Jang, Yong Hun(68), he is an intangible cultural asset who has been making hanji since he was 19. When listening to him talk it is easy to understand the history of hanji.
The first paper ever to be made was in B.C. 2 , China. It is not accurate when the paper making method was transmitted to Korea, though it is believed to be before B.C. 4. The specialness of hanji is that it is only made of natural materials. Unlike western paper, which uses Sodium hydroxide, hanji is made from water strained through burned buckwheat straw, rice straw etc. and is neutral paper.
Therefore even a thousand year later the paper does not change. Jang Yong Hun says that because hanji is made of natural materials and ventilates it can't help but last a long time. Hanji is thin but strong. This is because the fibers that form hanji are long and clear.
Hanji has many uses. It is mostly used for passing down records. The next place that hanji is used most is in our living areas. By putting it on the doors, walls and floors of Korean traditional houses it was used as interior decoration paper. Also hanji was the only material that could control the light adequately.
Hanji was also used in religious ceremonies. Korea, whose culture has been strongly influenced Confucianism, emphasized formal ceremonies. Hanji was used to record these ceremonies. White was used for its meaning of cleanness and purity.
Hanji was also used for money and art to name only a few.
Hanji has been essential in Korean's living, but since the popularization of western paper its use has been decreasing.

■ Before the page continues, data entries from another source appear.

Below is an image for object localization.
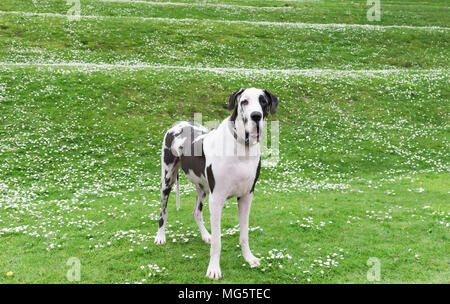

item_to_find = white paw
[202,233,211,244]
[206,264,222,280]
[245,255,260,268]
[155,233,166,245]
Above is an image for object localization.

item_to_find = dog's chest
[218,158,259,197]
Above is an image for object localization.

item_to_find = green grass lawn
[0,0,450,283]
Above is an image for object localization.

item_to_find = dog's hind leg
[155,135,180,245]
[192,186,211,243]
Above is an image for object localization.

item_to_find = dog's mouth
[249,131,260,139]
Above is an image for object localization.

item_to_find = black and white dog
[155,88,278,279]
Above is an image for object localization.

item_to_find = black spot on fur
[181,140,206,177]
[206,165,216,193]
[259,95,269,118]
[163,187,172,196]
[165,132,175,149]
[164,148,175,165]
[250,158,261,193]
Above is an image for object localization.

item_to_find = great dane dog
[155,88,278,279]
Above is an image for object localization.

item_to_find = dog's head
[228,88,278,145]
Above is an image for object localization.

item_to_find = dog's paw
[155,233,166,245]
[206,264,222,280]
[202,233,211,244]
[245,255,260,268]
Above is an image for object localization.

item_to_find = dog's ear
[228,89,244,111]
[264,90,278,114]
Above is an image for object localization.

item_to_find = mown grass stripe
[0,11,450,31]
[0,62,450,74]
[99,0,298,10]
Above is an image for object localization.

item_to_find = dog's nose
[250,112,262,122]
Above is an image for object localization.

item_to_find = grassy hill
[0,0,450,283]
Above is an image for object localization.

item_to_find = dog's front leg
[238,193,259,267]
[206,194,225,280]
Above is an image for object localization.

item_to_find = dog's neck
[225,116,260,148]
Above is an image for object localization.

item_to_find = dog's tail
[177,172,180,211]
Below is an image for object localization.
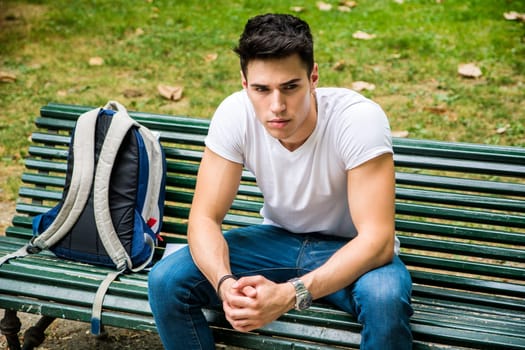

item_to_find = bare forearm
[188,220,231,287]
[301,237,394,299]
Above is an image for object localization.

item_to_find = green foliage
[0,0,525,168]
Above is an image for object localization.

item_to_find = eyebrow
[250,78,301,88]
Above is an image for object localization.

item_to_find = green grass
[0,0,525,172]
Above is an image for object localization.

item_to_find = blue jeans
[149,225,412,350]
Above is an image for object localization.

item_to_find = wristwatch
[288,277,312,311]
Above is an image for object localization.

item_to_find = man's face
[242,55,319,151]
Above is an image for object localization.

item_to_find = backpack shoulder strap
[139,127,164,233]
[93,101,139,270]
[30,109,100,249]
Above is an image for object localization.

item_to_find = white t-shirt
[205,88,392,238]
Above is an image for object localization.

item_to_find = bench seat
[0,104,525,349]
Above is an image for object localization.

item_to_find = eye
[253,86,268,92]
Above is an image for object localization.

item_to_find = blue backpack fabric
[33,109,164,270]
[0,101,166,335]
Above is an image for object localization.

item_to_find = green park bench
[0,104,525,349]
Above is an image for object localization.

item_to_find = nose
[270,90,286,114]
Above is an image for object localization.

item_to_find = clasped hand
[221,276,295,332]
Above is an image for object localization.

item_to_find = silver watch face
[290,278,312,311]
[296,291,312,310]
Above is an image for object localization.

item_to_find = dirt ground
[0,201,163,350]
[0,201,241,350]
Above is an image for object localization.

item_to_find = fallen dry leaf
[391,130,410,137]
[339,1,357,8]
[332,60,346,71]
[423,106,448,114]
[157,84,184,101]
[122,89,144,98]
[0,72,16,83]
[317,1,332,11]
[89,57,104,66]
[290,6,304,12]
[352,81,376,91]
[458,63,482,78]
[204,53,219,63]
[352,30,376,40]
[496,124,510,135]
[503,11,525,22]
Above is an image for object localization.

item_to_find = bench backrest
[7,104,525,310]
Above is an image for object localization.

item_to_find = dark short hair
[234,13,314,76]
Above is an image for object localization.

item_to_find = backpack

Request for machine paper, which can be made in less time, has been increasing.
Hanji factories with its decrease in requests are hard to be found since the 1970s. Jang Yong Hun has been frustrated a few times by economical problems from the decrease in request and natural causes, but he hasn't given up making hanji. He first started making hanji because it was his father's job but now he feels that he needs to protect it. His aim is to make the best hanji. Now even his son Jang, Yong Ung (35) wishes to keep on the family business.
Jang, Yong Hun works in a hanji workroom named 'Jangjibang' in Gapyeong, Gyeonggido. Here he makes various kinds of hanji and exports it overseas.
How to Make Hanji
1. Get a year old paper mulberry between November and February.
2. Steam the paper mulberry overnight.
3. Peel the bark of paper mulberry.
4. Dry the peeled bark.
5. Soak the bark in the stream then peel the outer skin of the bark.
6. Dry the bark again.
7. Soak the Bark in clear and cold water.
8. Put the bark in the pot with the lye from burning straw, buckwheat straw.
9. Wash off the lye.
10. Pound the bark with a stick then put in water.
11. Make a paper shape and dry.
12. Put the dried paper together and hit to make them glossy.